Translatin

Duration: January 2020 - December 2024
Subsidy provider: NWO Free Competition
Subsidy size: 750,000 euro

In the early modern period (1500-1750), a flourishing literary genre existed that was practised across all Europe: Neo-Latin drama. The research project ‘TransLatin: The transnational impact of Latin drama from the early modern Netherlands, a qualitative and computational analysis’ will make a systematic analysis of the international network of Neo-Latin playwrights from the Netherlands using innovative digital resources and new digital methodologies. And the same for the lively interaction between Latin theater and the ‘transnational’ web of plays.

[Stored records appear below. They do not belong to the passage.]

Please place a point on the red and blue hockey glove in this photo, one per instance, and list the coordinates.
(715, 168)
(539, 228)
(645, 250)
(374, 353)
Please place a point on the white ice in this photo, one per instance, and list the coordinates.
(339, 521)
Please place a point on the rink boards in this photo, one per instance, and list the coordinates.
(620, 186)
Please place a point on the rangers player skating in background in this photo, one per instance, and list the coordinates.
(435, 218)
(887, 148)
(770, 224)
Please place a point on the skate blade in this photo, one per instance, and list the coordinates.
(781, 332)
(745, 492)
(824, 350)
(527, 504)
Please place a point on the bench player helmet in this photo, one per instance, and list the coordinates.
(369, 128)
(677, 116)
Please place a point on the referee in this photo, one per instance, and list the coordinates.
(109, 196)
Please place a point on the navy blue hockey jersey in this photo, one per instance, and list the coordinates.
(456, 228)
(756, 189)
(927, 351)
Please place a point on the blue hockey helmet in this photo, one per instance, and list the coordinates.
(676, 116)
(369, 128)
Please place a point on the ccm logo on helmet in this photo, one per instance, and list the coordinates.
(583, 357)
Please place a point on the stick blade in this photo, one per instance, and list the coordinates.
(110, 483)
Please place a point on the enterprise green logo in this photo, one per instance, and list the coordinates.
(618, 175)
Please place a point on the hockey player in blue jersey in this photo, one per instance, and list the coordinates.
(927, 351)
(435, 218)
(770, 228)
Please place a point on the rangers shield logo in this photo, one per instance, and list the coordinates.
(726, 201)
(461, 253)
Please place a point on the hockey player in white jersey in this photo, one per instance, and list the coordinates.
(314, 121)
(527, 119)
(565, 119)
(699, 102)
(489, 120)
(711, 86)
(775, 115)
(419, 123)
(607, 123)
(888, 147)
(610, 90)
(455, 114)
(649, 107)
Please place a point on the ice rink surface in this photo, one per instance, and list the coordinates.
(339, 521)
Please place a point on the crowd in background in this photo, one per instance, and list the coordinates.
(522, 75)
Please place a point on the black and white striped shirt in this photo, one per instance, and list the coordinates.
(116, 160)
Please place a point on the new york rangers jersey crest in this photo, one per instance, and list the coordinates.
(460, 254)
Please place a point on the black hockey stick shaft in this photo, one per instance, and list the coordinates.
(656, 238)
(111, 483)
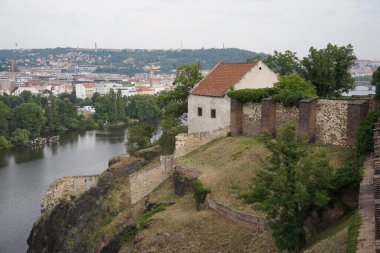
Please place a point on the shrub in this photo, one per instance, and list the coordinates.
(4, 143)
(364, 134)
(20, 136)
(251, 95)
(353, 233)
(200, 193)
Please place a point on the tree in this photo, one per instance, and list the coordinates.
(328, 69)
(4, 119)
(295, 182)
(20, 136)
(138, 137)
(143, 107)
(29, 116)
(283, 63)
(174, 102)
(376, 82)
(290, 89)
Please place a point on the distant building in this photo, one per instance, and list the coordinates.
(84, 90)
(209, 107)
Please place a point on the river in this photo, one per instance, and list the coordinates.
(26, 174)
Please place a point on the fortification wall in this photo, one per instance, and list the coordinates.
(66, 188)
(251, 118)
(144, 181)
(187, 142)
(331, 124)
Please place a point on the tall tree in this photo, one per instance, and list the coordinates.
(283, 63)
(376, 82)
(295, 182)
(175, 101)
(328, 69)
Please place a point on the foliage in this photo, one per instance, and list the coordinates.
(20, 137)
(138, 137)
(328, 69)
(364, 134)
(29, 116)
(147, 215)
(170, 128)
(200, 193)
(4, 119)
(251, 95)
(142, 107)
(353, 233)
(283, 63)
(174, 102)
(295, 182)
(376, 81)
(290, 89)
(4, 143)
(347, 176)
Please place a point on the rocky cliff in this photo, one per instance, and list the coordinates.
(100, 220)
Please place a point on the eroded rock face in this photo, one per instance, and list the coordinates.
(78, 225)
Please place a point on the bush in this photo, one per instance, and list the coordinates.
(4, 143)
(200, 193)
(364, 134)
(20, 137)
(251, 95)
(353, 233)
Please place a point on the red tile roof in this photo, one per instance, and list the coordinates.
(221, 78)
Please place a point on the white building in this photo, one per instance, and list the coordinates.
(208, 105)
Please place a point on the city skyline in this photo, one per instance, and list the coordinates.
(257, 25)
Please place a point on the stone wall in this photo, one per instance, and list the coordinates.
(251, 118)
(187, 142)
(66, 188)
(144, 181)
(251, 221)
(285, 114)
(331, 122)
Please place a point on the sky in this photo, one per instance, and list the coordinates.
(257, 25)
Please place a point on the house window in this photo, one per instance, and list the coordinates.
(213, 113)
(199, 111)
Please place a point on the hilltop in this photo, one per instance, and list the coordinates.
(127, 61)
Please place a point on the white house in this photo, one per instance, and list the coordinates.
(208, 105)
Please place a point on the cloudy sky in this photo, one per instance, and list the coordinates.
(258, 25)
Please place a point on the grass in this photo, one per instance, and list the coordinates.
(228, 164)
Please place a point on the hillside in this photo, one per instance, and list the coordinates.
(129, 61)
(103, 220)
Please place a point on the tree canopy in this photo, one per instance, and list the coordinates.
(328, 69)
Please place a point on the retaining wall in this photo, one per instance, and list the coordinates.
(144, 181)
(66, 188)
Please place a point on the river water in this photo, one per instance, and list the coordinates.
(26, 174)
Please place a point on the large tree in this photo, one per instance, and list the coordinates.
(376, 81)
(174, 102)
(29, 116)
(283, 63)
(328, 69)
(295, 182)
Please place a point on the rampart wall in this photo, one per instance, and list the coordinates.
(66, 188)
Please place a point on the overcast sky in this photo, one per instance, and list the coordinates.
(257, 25)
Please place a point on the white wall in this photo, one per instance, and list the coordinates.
(257, 78)
(205, 123)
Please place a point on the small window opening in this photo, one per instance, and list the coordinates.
(213, 113)
(199, 111)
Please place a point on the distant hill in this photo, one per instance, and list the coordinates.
(129, 61)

During the last decade, transnational literary studies try to rewrite the history of early modern European literature. Too long research was based on the structures of ‘national’ literary historiography grounded in nineteenth-century state-building. Because of it the intrinsic transnational impact of Neo-Latin literature, especially drama, has been overlooked.

A computational analysis of the Neo-Latin drama network, combined with a qualitative investigation of sources, will deepen our understanding of the concept, rationale and processes of transnationality and of the drama’s intended audiences. It will demonstrate that the impact of Netherlandish Neo-Latin theatre on European drama was in various ways essential for the development of vernacular drama, and that European drama was more cosmopolitan than assumed so far.

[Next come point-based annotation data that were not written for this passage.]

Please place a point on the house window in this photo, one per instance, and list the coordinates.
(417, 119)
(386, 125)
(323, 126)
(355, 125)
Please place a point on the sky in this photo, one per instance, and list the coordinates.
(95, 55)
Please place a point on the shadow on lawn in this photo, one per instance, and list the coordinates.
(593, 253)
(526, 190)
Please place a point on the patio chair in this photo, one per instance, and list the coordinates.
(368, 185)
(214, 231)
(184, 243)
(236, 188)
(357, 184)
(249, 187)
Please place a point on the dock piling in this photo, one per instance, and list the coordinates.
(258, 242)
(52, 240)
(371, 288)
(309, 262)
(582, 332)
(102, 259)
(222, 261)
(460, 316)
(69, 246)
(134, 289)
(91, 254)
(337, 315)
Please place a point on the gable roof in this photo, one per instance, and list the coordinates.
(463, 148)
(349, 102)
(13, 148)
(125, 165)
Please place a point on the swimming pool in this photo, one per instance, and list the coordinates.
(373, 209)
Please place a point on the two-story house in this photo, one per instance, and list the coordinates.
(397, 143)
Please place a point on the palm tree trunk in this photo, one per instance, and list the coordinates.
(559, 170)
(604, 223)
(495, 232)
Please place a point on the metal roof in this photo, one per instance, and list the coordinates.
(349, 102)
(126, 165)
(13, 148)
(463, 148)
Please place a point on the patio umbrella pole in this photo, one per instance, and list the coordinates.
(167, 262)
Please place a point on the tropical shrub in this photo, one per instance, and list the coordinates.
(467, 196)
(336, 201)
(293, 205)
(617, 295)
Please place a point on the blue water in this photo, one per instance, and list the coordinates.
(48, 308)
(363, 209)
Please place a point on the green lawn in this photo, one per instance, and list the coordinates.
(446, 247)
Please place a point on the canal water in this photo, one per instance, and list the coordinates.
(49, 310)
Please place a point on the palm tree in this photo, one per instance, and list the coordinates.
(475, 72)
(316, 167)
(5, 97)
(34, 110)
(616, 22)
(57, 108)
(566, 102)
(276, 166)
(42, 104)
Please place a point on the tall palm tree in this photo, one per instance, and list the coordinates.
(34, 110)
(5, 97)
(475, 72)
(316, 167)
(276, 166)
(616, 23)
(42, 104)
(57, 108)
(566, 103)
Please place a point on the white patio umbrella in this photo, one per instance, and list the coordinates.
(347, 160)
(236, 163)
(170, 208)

The project will be relevant in three ways: 1) it will modify the historiography of early modern European drama and its audiences and explore new ways of writing literary history with the help of digital humanities; 2) a digital methodology will be developed that is applicable to other literary genres; 3) it will examine highly contested concepts such as ‘national identity’ and contribute to the most central current debates on immigration (and its ‘dangers’) and ‘national values’ from a historical perspective, qualifying claims of ‘protecting national culture’.

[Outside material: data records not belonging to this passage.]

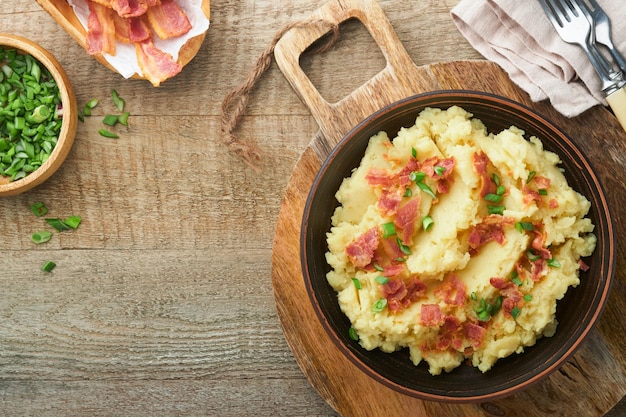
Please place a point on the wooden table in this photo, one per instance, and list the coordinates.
(162, 300)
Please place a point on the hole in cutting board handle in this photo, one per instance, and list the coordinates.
(351, 62)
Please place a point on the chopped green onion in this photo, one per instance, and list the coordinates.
(427, 223)
(424, 187)
(379, 305)
(48, 266)
(58, 224)
(496, 209)
(108, 134)
(123, 119)
(39, 209)
(41, 237)
(353, 334)
(521, 226)
(110, 119)
(403, 248)
(117, 100)
(389, 229)
(494, 198)
(381, 280)
(73, 221)
(417, 176)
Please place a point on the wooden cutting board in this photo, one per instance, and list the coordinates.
(589, 385)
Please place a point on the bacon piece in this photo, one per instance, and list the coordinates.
(156, 65)
(131, 30)
(431, 315)
(389, 201)
(400, 295)
(129, 8)
(380, 177)
(474, 333)
(406, 218)
(490, 228)
(510, 291)
(452, 291)
(100, 29)
(361, 250)
(168, 19)
(481, 162)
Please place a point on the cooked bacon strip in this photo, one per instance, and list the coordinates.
(431, 315)
(481, 162)
(168, 19)
(101, 29)
(361, 250)
(510, 291)
(156, 65)
(406, 218)
(129, 8)
(400, 295)
(131, 29)
(452, 291)
(474, 333)
(491, 228)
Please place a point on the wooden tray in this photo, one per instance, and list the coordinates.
(64, 15)
(590, 384)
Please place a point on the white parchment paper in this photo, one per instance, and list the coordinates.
(125, 59)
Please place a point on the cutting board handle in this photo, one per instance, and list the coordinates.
(399, 78)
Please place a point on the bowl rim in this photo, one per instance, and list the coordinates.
(70, 115)
(604, 213)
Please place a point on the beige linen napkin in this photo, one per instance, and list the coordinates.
(517, 35)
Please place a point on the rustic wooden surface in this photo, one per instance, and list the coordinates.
(162, 301)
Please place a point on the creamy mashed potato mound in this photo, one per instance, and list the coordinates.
(456, 243)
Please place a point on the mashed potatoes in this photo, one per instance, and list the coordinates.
(456, 243)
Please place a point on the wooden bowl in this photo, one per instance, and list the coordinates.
(576, 313)
(70, 117)
(64, 15)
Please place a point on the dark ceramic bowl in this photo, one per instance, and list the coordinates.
(576, 312)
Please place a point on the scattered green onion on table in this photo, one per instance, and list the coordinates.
(31, 114)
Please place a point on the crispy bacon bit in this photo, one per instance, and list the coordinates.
(362, 249)
(101, 32)
(582, 265)
(400, 295)
(491, 228)
(406, 218)
(511, 293)
(431, 315)
(129, 8)
(538, 243)
(474, 333)
(389, 201)
(542, 183)
(168, 19)
(481, 162)
(156, 65)
(452, 291)
(380, 177)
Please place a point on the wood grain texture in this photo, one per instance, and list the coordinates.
(590, 384)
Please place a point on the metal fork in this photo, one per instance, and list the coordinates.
(602, 25)
(573, 27)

The project ‘TransLatin: The transnational impact of Latin drama from the early modern Netherlands, a qualitative and computational analysis’ has been made possible by an NWO Open Competition grant of 750,000 euros. This means that main applicant Jan Bloemendal can appoint a postdoc and a PhD student (in the field of Neolatin and Digital Humanities) and a research assistant for four years, as well as call in IT help.